The Earth Charter has been endorsed by numerous individuals and organizations, including groups from faith communities, universities, city and national governments, non-governmental organizations, and many more. Recently, two more endorsements indicate the increasing involvement of faith communities with the Earth Charter: 1) the endorsement by the Episcopal Church, and 2) the endorsement by Sri Mata Amritanandamayi Devi (Amma), a renowned spiritual leader in India. More information on these endorsements is given below. These endorsements are among many hopeful gestures indicating that people are opening new possibilities for the convergence of religion, ecology, and justice, possibilities to facilitate the emergence of a vibrant and sustainable Earth community.
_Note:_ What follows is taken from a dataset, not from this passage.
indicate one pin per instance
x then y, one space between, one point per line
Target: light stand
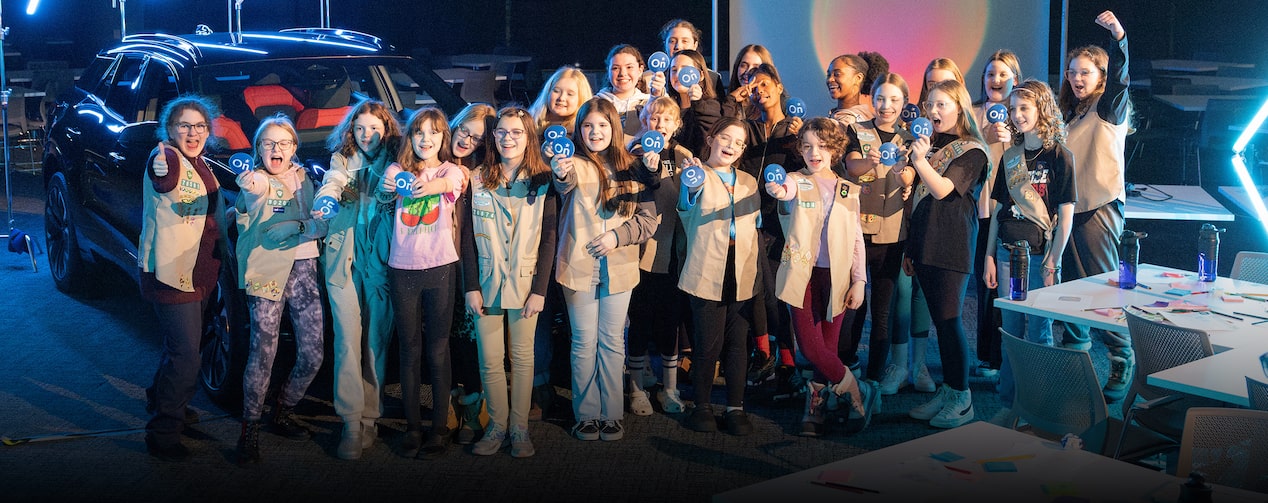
13 235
Sam Mickey & Elizabeth McAnally
California Institute of Integral Studies
Forum on Religion and Ecology at Yale
Web Content Managers & Newsletter Editors
Earlier this month, the Earth Charter was endorsed by the Episcopal Church and by Sri Mata Amritanandamayi Devi (Amma).
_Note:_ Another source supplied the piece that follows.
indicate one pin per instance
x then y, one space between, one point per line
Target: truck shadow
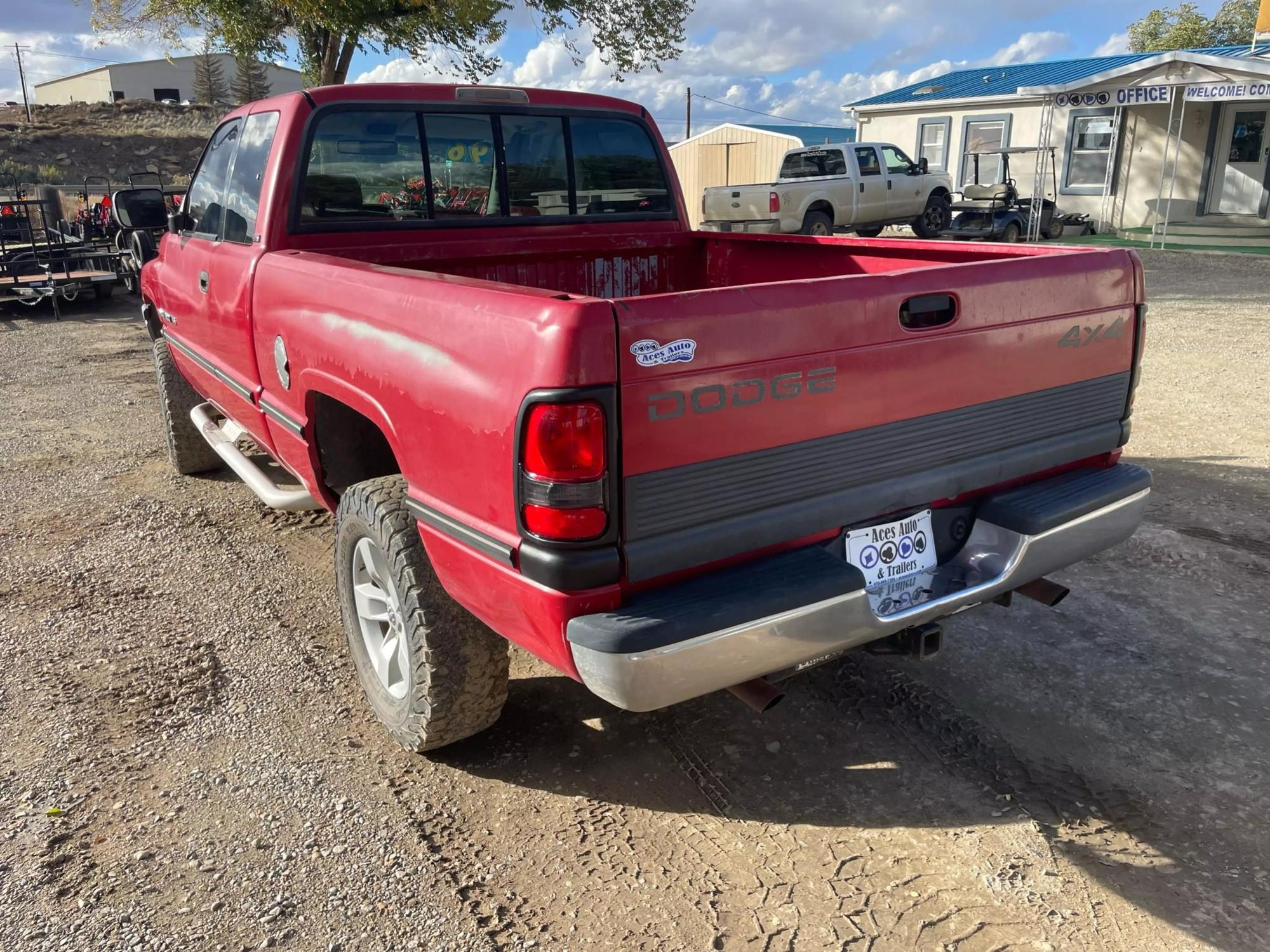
1128 727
The 76th General Convention of the Episcopal Church held from July 8-17, 2009 in Anaheim, California, USA, adopted a resolution endorsing the Earth Charter and which encourage diocese, congregations, agencies and individuals to take action consonant with the Earth Charter locally, nationally and internationally.
This effort builds on numerous other efforts from the Episcopal Church such as the recognition during its 75th General Convention, that “the use of fossil fuels harms air quality and public health and is contributing to changes in the global climate that threaten the lives and livelihoods of our neighbors around the world and be it further that the convention affirmed that our Christian response to global warming is a deeply moral and spiritual issue.”
For more information about this endorsement by the Episcopal Church, visit: http://www.earthcharterinaction.org/content/articles/318/1/Episcopal-Church-endorses-the-Earth-Charter-July-2009/Page1.html
India’s renowned spiritual leader Sri Mata Amritanandamayi Devi--known among her followers as Amma or Mother--endorsed the Earth Charter at a public event attended by over 2,000 people on July 8, 2009 in New York City. On this occasion, Steven Rockefeller, Earth Charter International Council co-chair, introduced the Earth Charter and presented a copy of the Earth Charter to Amma.
She and Mr. Rockefeller then signed a statement endorsing the Earth Charter and pledging ongoing support for the global partnership for a just, sustainable and peaceful world. As a first step to putting this endorsement into action, Amma resolved that the Earth Charter will be integrated into the curriculum of the educational institutions that she created in India, including Amrita University in Kerala, several colleges for teacher training and vocational education, as well as more than 50 schools.
In his speech, Steven Rockefeller explained: “At the heart of the Earth Charter there is an ethic of respect and care – respect and care for oneself, other persons, other cultures and religions, other life forms, and our planetary home – Earth. The Earth Charter challenges us to expand our moral consciousness and – in Amma’s words – embrace the world.”
For more information about this endorsement by Amma, visit: http://www.earthcharterinaction.org/content/articles/310/1/Sri-Mata-Amritanandamayi-Devi-Amma-Endorses-the-Earth-Charter/Page1.html
The Earth Charter was created in a decade long, world-wide, cross-cultural, inter-religious dialogue on common goals and shared values. Finalized and launched in 2000, the Earth Charter has been disseminated around the world, translated into over 40 languages, and endorsed by close to 5,000 organizations that represent the interests of hundreds of millions of people. Approximately 10 percent of these institutions have a religious or spiritual background. To further engage these and other religious, spiritual, and ethical communities in realizing the aspirations of an equitable and sustainable world that works for everyone, an Earth Charter Task Force on Religion, Spirituality, and Ethics has been created that is co-chaired by Mary Evelyn Tucker. Mary Evelyn served on the Earth Charter Drafting Committee and is now on the Earth Charter International Council.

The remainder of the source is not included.